M & A 101: Lessons Learned from Decades of Deals – Sept/Oct 2021

Billboards and … Wire Harnesses?

Loren Smith – Blue Valley Capital

 

By Loren Smith

Why would messages on billboards that have nothing at all to do with our industry make me think of wire harness companies?

When my wife and I recently went on an extended car trip, we encountered billboard after billboard displaying nearly identical messages spelled out in giant letters: “Guaranteed offer. I’ll by your house.” Although these entreaties had no relationship to our industry, they did spark recognition of some truths about the selling process that very much relate to our industry.

This phenomenon––the widespread appeals to homeowners to respond to a ready buyer––is a clear illustration of the efficiency of the marketplace. In other words, the spread between what homebuyer A willingly puts on the table, and the valuation result that will be achieved through a competitive process also involving homebuyers B, C, D and E explains the proliferation of billboards my wife and I saw on our trip.

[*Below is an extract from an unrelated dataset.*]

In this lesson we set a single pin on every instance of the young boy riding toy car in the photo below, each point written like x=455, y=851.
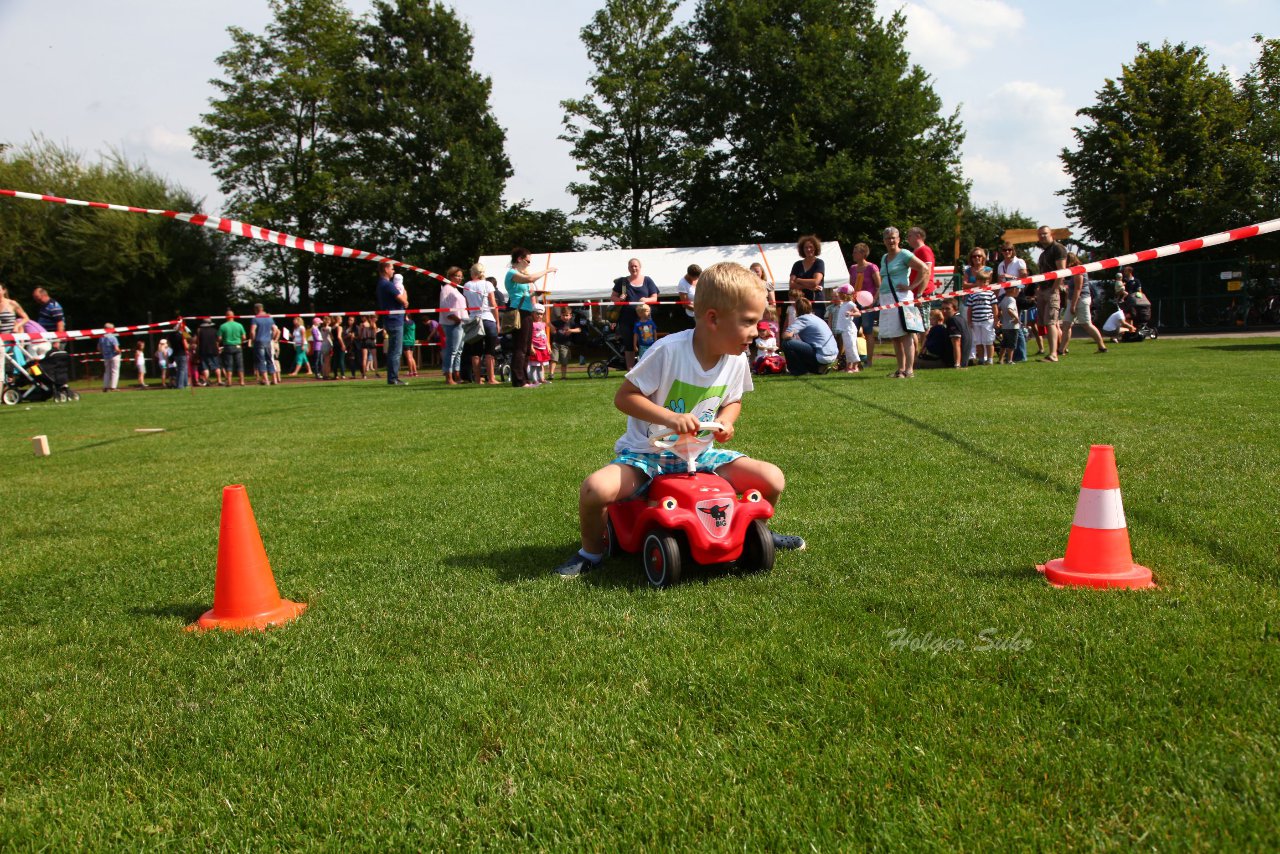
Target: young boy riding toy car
x=686, y=378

The individuals or corporate entities who pay for these billboards operate on a fairly simple business model: They calculate the assumed market price for a house, and then offer X percent less than that––on an attractive, immediate cash basis––yielding a group of homeowners who will jump at the immediate offer.

This is not a new business model, but the current hot housing market has increased the spread between a single buyer valuation and a valuation based on a competitive process. This substantial spread is sufficient to justify investing in multiple billboards on the interstate.

Once new owners complete a purchase transaction, they put the house on the market and take whatever time is needed to realize the true valuation and a significant profit. I can think of no clearer illustration of the value of a competitive process. If a competitive process did not regularly yield a higher price than a single offer, my wife and I would not have seen all those billboards on the interstate.

This reality has repeatedly been my experience in the wire harness industry. Many owners who come to me already have a single buyer offer in hand, but they want to verify that the offer is one they should accept. In virtually every instance, they should not.

With harness companies typically selling for four to seven times EBITDA, we are consistently able to bring prices millions of dollars above those single buyer offers to the table. The additional dollars are a result of activating the competitive process and of creating a CIM (confidential information memorandum), which can highlight many positive attributes of the company that otherwise may remain hidden.